ELIZABETHTON, Tenn. (WJHL)–Tri-Cities school systems are adapting to the new reality created by the third-grade retention law.

Two local districts, Elizabethton and Kingsport City Schools, spoke with parents tonight about the controversial measure.

At Harold McCormick Elementary School in Elizabethton, principal Eric Wampler answered questions and confronted parents’ dissatisfaction with the law.

“All across the state people have the same concerns that you guys do and that you guys are sharing with me,” Wampler said to the full cafeteria.

Parent Ashton Belcher said the law feels like another blow to a class of students whose kindergarten and first-grade years were heavily impacted by the COVID-19 pandemic.

“My fear is that they’re going to be punished for not having that, you know, foundation that was affected, because of COVID. Not because of the school,” Belcher told News Channel 11.

Elizabethton City Schools said 94 of 180, more than fifty percent of 3rd graders last year, would have had to repeat the year under the new law.

Both Kingsport and Elizabethton schools provided parents with contact information for local legislators, so they can voice their complaints.

Parents said they worry that their students are being judged on one test, rather than their school performance.

“My son has, has gotten A’s and B’s and been super proud of him for that,” Belcher said. “This test may not be a reflection of that.”

Potential amendments

In Nashville, some are already working to change the law. Rep. David Hawk (R-Greeneville) proposed a bill that would return retention decisions to the local level.

But State Senator Jon Lundberg of Bristol – who last session chaired the Senate Education Committee – objects to Hawk’s changes, arguing the bill would return Tennessee schools to business as usual.

He said letting 3rd graders advance without becoming proficient in reading will have long-term consequences.

“The chance of graduating high school is much, much higher if you’re reading at grade level, a third and fourth grade. And frankly, going on to get a certificate go to college,” Lundberg told News Channel 11. “Even the health benefits are much different. If you have mastered reading third and fourth grade, it’s that basic that important.”

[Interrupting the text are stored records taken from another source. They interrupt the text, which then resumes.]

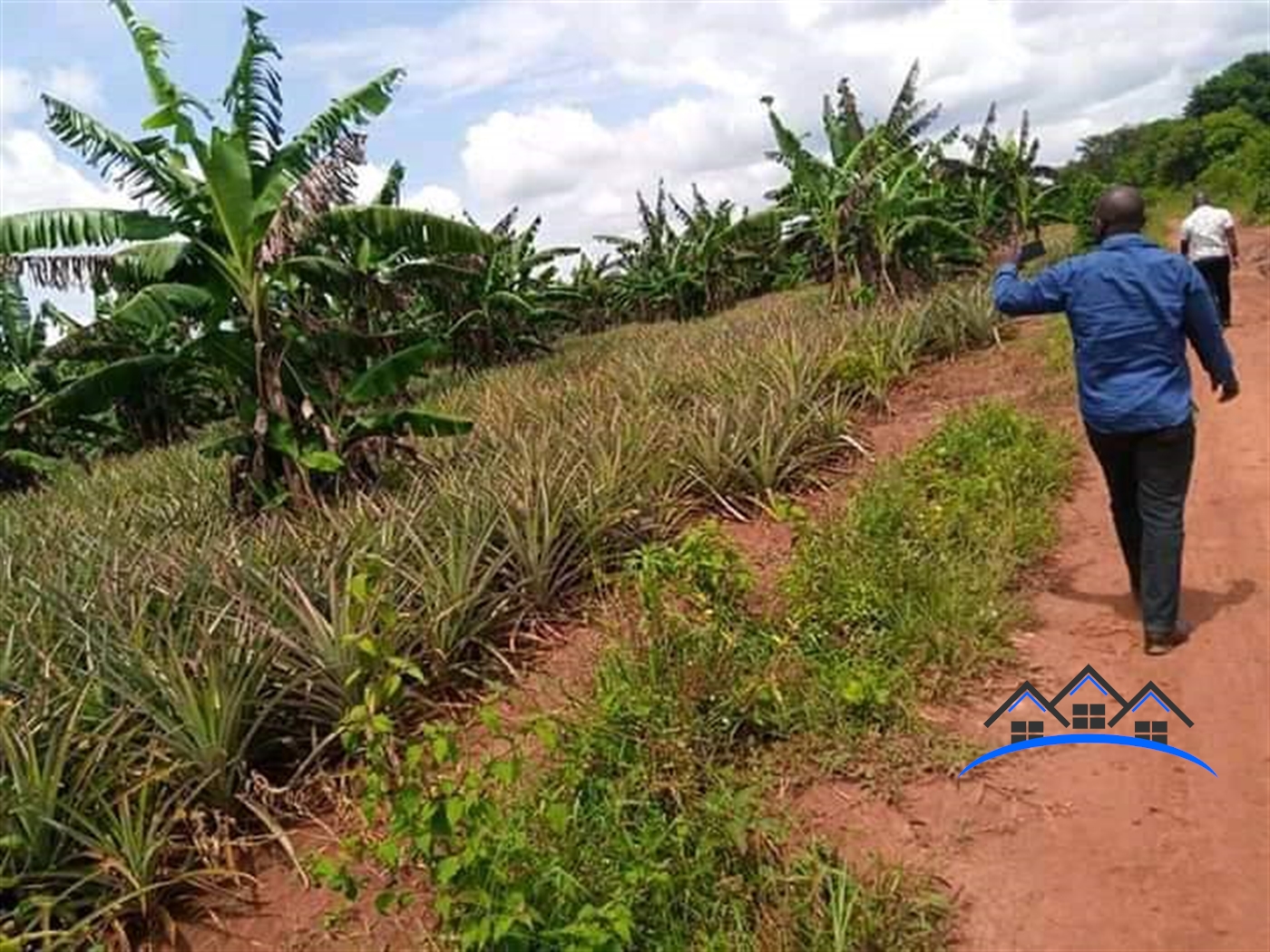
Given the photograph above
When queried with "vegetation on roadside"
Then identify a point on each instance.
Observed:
(250, 296)
(184, 665)
(1221, 143)
(171, 673)
(645, 819)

Lundberg also objects to concerns about staffing the law’s required tutoring and summer programs. He said the state has already appropriated about 100 million dollars to implement new programs.

Testing outcomes

Though many critics have argued the Learning Loss Remediation and Student Acceleration Act places too much weight on the result of the TCAP test, the reality is more complicated than basing promotion decisions on the results of a single test on a single day.

Students taking TCAP assessments are scored in one of four categories–“Exceeds Expectations,” “Met Expectations,” “Approaching Expectations” or “Below Expectations.” Those scoring in “Approaching” or “Below Expectations” categories may retake the TCAP, attend 90% of lessons in a summer reading camp or attend tutoring before facing retention.

Students will not be retained if they display “adequate growth,” a state standard that remains vaguely defined.